A tactful middle way, preferably a disciplinary ignoring attitude, ought to be taken. But it is entirely different with the mental states of the psych asthenic. The mere statement and objective proof that his obsession is based on an illusion would be ineffective. He knows that himself, but he may take the disturbance as the beginning of a brain disease, as a form of insanity, as a lasting damage which lies entirely beyond his control. Now the physician explains to him how it all came about. He shows to him that the symptoms resulted merely from autosuggestion or are the after-effects of a suggestion from without or of a forgotten emotional experience of the past. That is a new idea to the patient and one which changes the aspect and may have an inhibitory influence.

Of course, the patient does not accept the explanation at once. He feels sure that he is not accessible to suggestion and that he has least of all a tendency to autosuggestions, but the skilful psychotherapist will find somewhere an opening for the entering wedge. He may develop to the patient the modern theories of the origin of neurotic disturbances, all with entire sincerity and yet all shaped in a way which gives to the special case an especially harmless appearance. He may even enter into experimental proof that the patient is really accessible to autosuggestions. A very simple scheme for instance is to put some interesting looking apparatus with a few metal rings on the fingers of the subject and connect it with a battery and electric keys. The key is then pushed down in view of the patient and he is to indicate the time when and the place where he begins to feel the galvanic current. The feeling will come up probably very soon in the one or the other finger, and as soon as he feels sure that the sensation is present, the physician can show him that there was no connection in the wires, that the whole galvanic sensation was the result of suggestion.

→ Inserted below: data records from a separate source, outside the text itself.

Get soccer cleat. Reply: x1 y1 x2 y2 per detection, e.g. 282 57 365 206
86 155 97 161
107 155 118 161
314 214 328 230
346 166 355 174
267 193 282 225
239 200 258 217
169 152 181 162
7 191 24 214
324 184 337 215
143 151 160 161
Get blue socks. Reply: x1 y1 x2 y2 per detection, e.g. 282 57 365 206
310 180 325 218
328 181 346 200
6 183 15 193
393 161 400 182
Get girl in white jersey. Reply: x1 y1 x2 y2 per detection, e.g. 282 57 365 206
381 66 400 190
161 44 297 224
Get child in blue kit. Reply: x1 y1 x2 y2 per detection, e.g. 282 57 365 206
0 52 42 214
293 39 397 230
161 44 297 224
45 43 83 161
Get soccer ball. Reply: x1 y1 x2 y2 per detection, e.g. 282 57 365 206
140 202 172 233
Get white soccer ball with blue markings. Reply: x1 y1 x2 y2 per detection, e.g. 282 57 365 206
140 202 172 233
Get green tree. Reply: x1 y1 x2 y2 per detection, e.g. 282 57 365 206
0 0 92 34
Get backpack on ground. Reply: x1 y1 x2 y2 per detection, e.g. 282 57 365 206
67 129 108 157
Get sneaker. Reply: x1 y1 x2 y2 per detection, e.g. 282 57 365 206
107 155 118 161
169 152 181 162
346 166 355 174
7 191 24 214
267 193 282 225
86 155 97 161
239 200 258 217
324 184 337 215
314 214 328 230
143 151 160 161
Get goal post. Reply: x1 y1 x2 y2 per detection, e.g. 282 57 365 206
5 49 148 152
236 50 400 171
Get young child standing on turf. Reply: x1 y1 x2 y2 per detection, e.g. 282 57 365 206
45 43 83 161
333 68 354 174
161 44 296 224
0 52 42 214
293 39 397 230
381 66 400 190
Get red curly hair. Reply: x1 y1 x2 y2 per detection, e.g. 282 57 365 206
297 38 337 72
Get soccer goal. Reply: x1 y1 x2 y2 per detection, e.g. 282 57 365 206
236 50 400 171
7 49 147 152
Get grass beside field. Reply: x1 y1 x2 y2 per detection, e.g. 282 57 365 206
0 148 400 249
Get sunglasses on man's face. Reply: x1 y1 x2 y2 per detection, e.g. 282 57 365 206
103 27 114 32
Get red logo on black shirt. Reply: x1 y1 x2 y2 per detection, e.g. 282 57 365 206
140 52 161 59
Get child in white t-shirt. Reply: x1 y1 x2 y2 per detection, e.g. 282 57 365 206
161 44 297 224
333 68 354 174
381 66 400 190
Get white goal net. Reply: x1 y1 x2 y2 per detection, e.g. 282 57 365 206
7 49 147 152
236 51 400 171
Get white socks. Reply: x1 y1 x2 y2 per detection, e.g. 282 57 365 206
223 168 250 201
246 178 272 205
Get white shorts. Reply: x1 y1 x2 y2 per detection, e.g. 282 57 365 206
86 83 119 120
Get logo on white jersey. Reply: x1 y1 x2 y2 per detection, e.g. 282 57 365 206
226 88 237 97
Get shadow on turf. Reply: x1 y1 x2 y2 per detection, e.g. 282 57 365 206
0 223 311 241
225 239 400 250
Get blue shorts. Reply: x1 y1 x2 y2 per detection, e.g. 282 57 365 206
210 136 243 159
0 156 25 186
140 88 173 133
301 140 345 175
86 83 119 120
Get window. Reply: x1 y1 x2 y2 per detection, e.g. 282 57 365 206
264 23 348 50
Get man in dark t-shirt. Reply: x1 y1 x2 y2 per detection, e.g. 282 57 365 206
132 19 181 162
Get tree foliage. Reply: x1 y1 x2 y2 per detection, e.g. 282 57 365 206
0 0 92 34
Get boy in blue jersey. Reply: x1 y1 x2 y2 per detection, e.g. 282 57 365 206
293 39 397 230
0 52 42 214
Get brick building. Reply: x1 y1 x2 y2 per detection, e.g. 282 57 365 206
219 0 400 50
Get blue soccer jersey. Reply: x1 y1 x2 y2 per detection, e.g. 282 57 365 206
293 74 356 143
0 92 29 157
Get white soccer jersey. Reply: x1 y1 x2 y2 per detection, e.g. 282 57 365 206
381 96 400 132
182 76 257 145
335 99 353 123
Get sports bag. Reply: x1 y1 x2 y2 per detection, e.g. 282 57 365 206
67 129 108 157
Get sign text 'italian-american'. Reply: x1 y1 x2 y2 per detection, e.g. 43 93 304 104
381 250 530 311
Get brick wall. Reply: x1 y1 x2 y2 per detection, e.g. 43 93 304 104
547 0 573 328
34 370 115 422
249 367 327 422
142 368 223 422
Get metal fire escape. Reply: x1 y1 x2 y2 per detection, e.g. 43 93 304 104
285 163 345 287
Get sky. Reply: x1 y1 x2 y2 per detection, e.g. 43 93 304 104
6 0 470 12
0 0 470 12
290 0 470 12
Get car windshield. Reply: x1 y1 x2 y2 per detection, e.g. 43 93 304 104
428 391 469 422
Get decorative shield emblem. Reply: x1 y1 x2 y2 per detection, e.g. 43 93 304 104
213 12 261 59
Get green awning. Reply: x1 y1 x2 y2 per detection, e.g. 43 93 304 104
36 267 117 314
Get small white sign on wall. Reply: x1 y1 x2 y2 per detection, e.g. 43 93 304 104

Such a method demands patience and good will. The prejudices and deeply-rooted hypochondriac ideas, foolish theories of the patient and pessimistic emotions which have become habitual, must be removed piece by piece until the central symptoms themselves can be undermined and explored. It often takes hours of careful and fatiguing reasoning, in which at any time the patient may suddenly slip back to his old ideas. Yet if the explanatory arguments have once succeeded in making the patient himself believe firmly that his whole trouble resulted from suggestion only, the inhibitory effect of this idea may be an excellent one. The only serious defect of the method is that it often does not work. The credit which neurologists of today give to its effectiveness seems to me much too high. Even slight neurasthenic and psych asthenic disturbances remain too often in complete power when the patient is fully convinced that they originated with an emotional excitement which has long since lost its feeling value or that it resulted from a chance suggestion picked out from indifferent surroundings. The patient knows it and yet goes on suffering from the fruitless fight of his will against the intruder. Where mere reasoning is entirely successful, I am inclined to suspect that an element of suggestion has always been superadded. The authority of the physician has created a state of reinforced suggestibility in which the argument convinces, not by its logic but by its impressiveness.